The four chapters that follow make good on the ambitious terms of the project’s remit. The first chapter considers how the fiction of Jean Rhys registers the ways in which “consumerism links the evolving strategies of actual colonization (economic, military, political) with those of the metaphorical (but no less material or real) colonization of women’s bodies through commodification, fetishization, and visual appropriation” (17). Karl shows how Rhys’ heroines – émigrés to London or Paris from colonized territories or other exotic locales – attempt to utilize consumption and display in order to fashion what they imagine to be metropolitan identities; the effect, however, is to turn themselves into commodities to be possessed and exchanged by domineering, paternalistic men. The book then turns to Virginia Woolf, to examine the co-construction of consumerism and imperialism in The Voyage Out (1915) and Mrs. Dalloway (1925). Here, Karl argues that Woolf sees the practices of British imperial domination as not merely confined to the upper social echelons – in the exercise of state and corporate power – but as continually replicated and intensified ‘on the ground’ in the everyday consumption of goods that bear the imprint of distant exploitation. Woolf’s response, however, is a complex – and symptomatic – combination of complicity and critique.

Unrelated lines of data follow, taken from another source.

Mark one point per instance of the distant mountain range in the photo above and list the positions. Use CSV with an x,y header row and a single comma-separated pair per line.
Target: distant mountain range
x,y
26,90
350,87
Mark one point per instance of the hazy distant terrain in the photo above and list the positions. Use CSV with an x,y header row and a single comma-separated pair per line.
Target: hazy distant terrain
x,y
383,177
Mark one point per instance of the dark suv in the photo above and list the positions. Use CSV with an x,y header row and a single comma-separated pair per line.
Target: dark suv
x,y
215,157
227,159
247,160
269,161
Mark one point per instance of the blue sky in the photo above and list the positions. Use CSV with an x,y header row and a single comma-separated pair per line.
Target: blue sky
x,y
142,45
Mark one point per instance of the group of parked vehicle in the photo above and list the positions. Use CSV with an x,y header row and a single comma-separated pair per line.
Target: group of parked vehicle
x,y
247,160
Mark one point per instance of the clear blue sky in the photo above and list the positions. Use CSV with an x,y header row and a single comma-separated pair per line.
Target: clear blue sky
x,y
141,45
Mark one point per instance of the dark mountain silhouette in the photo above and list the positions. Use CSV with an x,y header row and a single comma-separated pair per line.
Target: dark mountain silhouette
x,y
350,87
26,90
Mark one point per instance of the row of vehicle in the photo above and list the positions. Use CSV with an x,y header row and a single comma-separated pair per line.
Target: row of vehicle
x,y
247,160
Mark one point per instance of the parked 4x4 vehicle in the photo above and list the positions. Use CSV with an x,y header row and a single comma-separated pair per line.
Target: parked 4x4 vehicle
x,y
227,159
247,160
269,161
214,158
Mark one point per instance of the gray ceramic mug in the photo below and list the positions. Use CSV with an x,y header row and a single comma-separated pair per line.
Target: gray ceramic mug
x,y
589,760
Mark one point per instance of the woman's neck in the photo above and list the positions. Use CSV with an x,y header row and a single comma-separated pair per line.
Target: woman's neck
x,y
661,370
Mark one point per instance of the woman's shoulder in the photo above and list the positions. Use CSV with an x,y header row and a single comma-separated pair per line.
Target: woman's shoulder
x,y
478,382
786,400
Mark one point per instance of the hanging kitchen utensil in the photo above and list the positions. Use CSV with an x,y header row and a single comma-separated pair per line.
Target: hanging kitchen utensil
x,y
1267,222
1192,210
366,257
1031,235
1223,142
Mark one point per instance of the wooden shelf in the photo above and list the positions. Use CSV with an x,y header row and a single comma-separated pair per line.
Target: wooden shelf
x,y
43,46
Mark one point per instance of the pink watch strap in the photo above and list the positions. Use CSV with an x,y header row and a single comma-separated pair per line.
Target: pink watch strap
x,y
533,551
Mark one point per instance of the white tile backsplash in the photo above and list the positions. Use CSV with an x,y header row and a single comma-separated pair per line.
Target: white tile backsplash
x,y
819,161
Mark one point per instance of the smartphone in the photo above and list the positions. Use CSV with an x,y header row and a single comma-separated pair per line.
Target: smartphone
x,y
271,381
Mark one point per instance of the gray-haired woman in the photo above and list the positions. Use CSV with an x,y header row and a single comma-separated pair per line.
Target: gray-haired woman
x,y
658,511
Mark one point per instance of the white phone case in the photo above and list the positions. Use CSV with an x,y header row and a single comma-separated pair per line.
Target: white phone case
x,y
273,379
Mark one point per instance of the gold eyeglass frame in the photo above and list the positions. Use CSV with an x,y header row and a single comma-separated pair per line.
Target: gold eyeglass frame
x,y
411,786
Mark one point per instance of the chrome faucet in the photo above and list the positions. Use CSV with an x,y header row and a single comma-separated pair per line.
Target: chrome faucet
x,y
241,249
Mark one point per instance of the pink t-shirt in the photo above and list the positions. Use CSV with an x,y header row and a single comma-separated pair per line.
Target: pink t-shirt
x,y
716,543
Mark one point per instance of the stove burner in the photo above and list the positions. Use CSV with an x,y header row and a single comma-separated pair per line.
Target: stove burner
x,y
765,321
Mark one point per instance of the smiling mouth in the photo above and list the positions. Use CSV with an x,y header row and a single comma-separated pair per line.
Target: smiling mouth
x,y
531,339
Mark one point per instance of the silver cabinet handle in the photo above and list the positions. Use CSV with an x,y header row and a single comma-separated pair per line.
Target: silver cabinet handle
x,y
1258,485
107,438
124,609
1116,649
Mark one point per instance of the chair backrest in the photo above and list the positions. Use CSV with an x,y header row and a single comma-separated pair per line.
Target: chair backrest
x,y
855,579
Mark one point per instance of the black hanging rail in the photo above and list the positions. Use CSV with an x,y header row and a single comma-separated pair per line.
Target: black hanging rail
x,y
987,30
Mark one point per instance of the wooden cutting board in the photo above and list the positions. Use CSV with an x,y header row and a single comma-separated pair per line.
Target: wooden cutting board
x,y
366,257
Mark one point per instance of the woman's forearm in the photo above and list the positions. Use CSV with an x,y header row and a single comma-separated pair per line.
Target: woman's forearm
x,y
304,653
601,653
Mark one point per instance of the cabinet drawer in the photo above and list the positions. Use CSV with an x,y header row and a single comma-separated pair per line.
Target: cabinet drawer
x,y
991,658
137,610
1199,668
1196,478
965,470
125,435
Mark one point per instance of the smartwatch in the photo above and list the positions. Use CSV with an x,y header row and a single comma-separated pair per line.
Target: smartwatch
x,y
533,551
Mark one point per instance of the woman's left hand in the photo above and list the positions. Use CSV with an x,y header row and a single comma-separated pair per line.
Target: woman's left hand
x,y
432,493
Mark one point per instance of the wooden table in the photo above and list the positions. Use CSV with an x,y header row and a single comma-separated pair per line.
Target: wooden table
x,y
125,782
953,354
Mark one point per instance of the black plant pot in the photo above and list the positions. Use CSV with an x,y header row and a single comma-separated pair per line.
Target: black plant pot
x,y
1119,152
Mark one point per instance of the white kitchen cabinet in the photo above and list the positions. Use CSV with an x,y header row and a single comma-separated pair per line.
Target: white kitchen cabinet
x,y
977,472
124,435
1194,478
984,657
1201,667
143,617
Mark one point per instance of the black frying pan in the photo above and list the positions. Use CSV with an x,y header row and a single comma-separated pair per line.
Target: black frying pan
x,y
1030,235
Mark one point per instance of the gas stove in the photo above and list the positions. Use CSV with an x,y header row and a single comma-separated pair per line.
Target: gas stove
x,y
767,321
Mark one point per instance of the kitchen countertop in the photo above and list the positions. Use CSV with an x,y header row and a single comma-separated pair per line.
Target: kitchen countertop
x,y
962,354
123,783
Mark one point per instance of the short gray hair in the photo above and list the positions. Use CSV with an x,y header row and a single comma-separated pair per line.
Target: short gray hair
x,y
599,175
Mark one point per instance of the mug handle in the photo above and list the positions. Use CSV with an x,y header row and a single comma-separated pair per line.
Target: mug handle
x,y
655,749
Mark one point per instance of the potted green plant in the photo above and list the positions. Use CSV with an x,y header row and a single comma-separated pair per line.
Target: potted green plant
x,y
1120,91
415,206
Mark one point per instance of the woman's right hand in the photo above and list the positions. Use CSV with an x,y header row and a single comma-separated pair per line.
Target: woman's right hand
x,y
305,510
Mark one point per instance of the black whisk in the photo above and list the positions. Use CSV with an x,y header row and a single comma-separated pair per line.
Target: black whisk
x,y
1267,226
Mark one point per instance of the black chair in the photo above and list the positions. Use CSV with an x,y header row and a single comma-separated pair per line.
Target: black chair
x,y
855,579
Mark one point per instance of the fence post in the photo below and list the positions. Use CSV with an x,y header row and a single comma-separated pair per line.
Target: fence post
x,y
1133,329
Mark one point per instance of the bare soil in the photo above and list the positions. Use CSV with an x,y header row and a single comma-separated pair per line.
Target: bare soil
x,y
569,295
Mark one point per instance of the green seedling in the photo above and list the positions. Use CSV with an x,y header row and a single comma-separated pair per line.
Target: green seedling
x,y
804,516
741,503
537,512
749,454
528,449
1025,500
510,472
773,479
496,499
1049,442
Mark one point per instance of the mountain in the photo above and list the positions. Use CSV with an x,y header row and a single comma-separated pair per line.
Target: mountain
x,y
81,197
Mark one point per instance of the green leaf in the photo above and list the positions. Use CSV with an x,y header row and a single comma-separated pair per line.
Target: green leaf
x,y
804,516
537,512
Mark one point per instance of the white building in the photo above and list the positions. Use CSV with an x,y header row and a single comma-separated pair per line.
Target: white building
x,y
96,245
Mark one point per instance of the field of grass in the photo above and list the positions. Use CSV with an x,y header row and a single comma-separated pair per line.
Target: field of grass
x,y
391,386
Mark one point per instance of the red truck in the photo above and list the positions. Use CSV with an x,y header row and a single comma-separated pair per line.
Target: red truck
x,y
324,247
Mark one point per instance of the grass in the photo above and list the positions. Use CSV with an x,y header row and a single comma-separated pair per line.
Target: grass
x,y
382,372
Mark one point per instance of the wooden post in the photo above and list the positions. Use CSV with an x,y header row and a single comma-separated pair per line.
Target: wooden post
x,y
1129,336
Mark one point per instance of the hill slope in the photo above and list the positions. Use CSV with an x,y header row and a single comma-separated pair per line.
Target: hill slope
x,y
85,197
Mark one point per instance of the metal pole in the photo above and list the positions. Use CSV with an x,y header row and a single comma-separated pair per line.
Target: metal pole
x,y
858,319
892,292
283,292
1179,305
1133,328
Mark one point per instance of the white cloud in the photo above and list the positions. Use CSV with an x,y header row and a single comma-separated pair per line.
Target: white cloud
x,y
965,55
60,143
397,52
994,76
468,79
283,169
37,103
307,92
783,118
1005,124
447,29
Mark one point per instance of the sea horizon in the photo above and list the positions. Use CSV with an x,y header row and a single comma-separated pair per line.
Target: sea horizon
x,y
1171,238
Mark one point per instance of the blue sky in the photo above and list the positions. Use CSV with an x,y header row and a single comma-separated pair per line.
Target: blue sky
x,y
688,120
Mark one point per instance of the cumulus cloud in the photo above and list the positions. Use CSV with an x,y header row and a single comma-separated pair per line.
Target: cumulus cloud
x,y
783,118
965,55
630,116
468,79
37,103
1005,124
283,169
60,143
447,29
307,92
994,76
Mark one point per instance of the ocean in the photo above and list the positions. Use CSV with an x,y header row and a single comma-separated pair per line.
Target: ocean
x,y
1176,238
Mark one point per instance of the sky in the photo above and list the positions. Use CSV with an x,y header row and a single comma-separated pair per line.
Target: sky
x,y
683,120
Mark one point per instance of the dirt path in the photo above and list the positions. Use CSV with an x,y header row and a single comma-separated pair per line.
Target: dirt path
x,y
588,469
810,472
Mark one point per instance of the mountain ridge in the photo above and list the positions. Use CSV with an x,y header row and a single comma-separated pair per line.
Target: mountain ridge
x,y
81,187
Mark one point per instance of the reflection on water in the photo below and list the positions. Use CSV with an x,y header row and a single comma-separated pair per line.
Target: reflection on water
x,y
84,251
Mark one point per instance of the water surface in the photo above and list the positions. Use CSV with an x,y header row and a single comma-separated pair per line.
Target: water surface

Chapter 3 analyses two prominent memoirs of modernist literary culture: Gertrude Stein’s The Autobiography of Alice B. Toklas (1933) and Sylvia Beach’s Shakespeare and Company (1956). Karl skilfully articulates the ways in which Stein, the avant-garde poet, and Beach, the pioneering bookseller and publisher who first brought James Joyce’s Ulysses (1922) into print, did not simply reject the consumer marketplace, but rather challenged a standardized mass culture from within the market itself, positioning their wares as radical, daring commodities for a discerning, niche audience. The final chapter focuses on Nella Larsen’s 1928 novel Quicksand, the loosely autobiographical tale of an American woman of white European and black West Indian parentage. Karl argues compellingly that Larsen’s protagonist, Helga, uses consumerism as a strategy through which “to negotiate the discrepancies of racial identification and class positioning in order to forge a unique position for herself” (120). Commodities and consumerism “appear to offer the latitude of choice against the economic formations of race” (120), but, proving in fact to be inseparable from rigidly hierarchical social structures, they turn out to merely embed Helga’s predetermined place on the social scale.

Drawing on the detailed readings of modernist texts offered in her four chapters, Karl’s concluding Coda makes persuasive and intriguing connections to contemporary culture, indicating how many of today’s anxieties and debates about consumption, commodification, branding, and corporate power were rehearsed during the modernist period, and asserting a strong case for the relevance of modernist texts in understanding the intoxicating and troubling consumer landscape of the twenty-first century.

As Karl notes in her introduction, there has been a recent turn in modernist studies towards “geography and transnationalism,” a turn which troubles “the national and temporal parameters of modernism” (3). Modernism and the Marketplace, with its deftly rendered panorama of globalized economic relations and spatially expansive modernist texts, makes a brilliant contribution to this vibrant field of study. Laura Doyle and Laura Winkiel write influentially of modernism’s “geocultural consciousness” (qtd. in Karl 4); Karl’s book provides one of the best analyses yet of this mode of writing, thought, and experience.

Works Cited
Laura Doyle and Laura Winkiel (Eds.) 2005. Geomodernisms: Race, Modernism, Modernity. Bloomington: Indiana UP.